Sunday, February 04, 2007

hey guys

heya all, i haven't been posting, sorry! the updating chain has seemed to disconnect somewhere. haha, no one has been updating lately! please make an effort to keep this blog going ok?

well, it's been a month since we entered our new schools- JC-the place we'd spend our next two years for some of us. it's really different. how i wish it'd be like mg, where we all had almost common recesses and could meet for recess and just talk about stuff to while away time. it's only now when u realize how comforting it is to actually see your close friends everyday and talk to them. in mg, even along the corridor we'll meet each other and exchange a few words, that's really all i'm asking for now. u'd think "hey it's not so bad, most of my friends are here in acjc", in actual fact, u hardly see them at all. how ironic it is when we're all in the same building 5 days of the week, but we don't even see each other?

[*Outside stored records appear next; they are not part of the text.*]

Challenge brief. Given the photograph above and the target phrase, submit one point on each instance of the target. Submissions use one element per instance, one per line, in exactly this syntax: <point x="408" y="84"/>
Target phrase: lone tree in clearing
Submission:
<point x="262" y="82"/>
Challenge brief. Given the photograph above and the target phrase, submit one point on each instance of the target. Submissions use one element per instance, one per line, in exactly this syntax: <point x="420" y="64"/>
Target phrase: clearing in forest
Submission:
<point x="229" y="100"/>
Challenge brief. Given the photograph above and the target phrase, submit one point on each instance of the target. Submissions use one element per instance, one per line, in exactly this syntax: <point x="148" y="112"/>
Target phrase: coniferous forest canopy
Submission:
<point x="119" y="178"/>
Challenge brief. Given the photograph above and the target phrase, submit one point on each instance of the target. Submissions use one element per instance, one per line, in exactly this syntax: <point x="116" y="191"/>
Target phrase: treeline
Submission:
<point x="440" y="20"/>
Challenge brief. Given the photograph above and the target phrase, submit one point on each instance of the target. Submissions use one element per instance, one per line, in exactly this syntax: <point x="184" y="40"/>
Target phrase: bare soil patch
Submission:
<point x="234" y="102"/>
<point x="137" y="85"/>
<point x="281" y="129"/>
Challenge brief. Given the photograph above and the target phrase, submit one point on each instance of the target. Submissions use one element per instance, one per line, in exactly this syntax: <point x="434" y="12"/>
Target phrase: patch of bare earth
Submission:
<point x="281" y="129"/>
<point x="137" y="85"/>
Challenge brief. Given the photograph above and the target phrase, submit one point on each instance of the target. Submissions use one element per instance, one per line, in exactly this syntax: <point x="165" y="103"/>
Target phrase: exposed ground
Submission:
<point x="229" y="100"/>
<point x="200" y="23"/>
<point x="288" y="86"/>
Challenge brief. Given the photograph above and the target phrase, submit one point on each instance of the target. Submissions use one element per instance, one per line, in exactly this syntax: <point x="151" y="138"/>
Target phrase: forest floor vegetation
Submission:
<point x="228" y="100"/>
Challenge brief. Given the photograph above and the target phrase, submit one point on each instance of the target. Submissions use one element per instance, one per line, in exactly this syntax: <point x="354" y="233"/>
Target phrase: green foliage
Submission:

that day i was doing chem prac, and i was collecting a reagent from the bench. i peered down and i actually saw dee. for a moment i thought my eyes were playing tricks on me, but they weren't. she was really there. how i wanted to shout down to her to say hi, but obviously i couldn't. well, we all have to adapt to changes cause this is a reality of life, JC is like that, they're preparing us for uni, which will prob be even worse than this. let's just embrace it.

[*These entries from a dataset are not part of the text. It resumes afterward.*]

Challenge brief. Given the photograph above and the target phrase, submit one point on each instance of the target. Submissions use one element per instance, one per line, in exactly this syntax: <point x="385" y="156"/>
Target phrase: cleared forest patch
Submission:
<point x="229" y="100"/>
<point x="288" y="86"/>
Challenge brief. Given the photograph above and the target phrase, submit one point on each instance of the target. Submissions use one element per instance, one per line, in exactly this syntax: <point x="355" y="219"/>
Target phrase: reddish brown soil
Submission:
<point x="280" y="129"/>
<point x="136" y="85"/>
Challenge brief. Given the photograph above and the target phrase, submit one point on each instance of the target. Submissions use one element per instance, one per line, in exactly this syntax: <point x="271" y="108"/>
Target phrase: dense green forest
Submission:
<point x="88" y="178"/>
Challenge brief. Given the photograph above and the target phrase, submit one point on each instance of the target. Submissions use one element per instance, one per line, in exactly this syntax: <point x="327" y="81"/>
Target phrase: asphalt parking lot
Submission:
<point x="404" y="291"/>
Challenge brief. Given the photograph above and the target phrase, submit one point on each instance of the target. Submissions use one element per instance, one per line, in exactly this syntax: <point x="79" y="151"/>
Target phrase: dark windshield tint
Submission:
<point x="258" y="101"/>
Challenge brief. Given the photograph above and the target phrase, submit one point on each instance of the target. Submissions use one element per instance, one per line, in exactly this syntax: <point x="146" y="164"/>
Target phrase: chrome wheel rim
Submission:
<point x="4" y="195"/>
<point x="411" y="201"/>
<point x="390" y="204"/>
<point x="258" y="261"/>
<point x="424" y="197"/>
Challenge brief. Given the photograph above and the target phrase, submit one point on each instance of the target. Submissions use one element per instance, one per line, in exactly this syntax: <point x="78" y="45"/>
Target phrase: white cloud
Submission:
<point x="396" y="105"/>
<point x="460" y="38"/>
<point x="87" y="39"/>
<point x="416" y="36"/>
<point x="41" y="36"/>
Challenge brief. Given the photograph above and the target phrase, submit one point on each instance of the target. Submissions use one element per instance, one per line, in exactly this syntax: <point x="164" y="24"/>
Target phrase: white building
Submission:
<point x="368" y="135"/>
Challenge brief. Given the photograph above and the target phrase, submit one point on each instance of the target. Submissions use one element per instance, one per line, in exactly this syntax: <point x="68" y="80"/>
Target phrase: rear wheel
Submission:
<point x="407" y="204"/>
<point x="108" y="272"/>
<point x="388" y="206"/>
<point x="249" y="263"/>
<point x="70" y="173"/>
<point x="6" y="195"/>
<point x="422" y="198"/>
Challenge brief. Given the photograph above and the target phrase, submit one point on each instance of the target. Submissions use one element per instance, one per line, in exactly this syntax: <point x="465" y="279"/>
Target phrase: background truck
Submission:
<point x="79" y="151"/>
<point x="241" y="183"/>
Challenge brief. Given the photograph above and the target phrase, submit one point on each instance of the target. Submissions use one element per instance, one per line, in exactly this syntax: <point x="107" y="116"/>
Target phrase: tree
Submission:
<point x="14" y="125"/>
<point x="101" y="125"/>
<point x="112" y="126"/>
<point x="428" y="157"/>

i dunno how many of u are finding u have so many desicions to make now that u're in jc, and u're not sure whether u madethe right choice. well, for me, whether it's cca or subjects, i don't know if i chose the right thing. hiyah i really dunnno.

anyway, as u all know, results are comin out next week. i heard it's either wed or fri. time really flies huh, funny how we're actually getting back our results 2-3 months after we took the exam, i kinda forgot about it till they told us. i know everyone's really nervous/scared/excited but what i wanna say is this. we survived the exams already, that's over. we did it through God's help and we committed everything to Him, so whatever we get, whether u'll be happy or upset, just know, it's all part of His good and perfect plan. do not stress, don't be scared yes? and we'll just rejoice with one another on that day=) see u all very soon!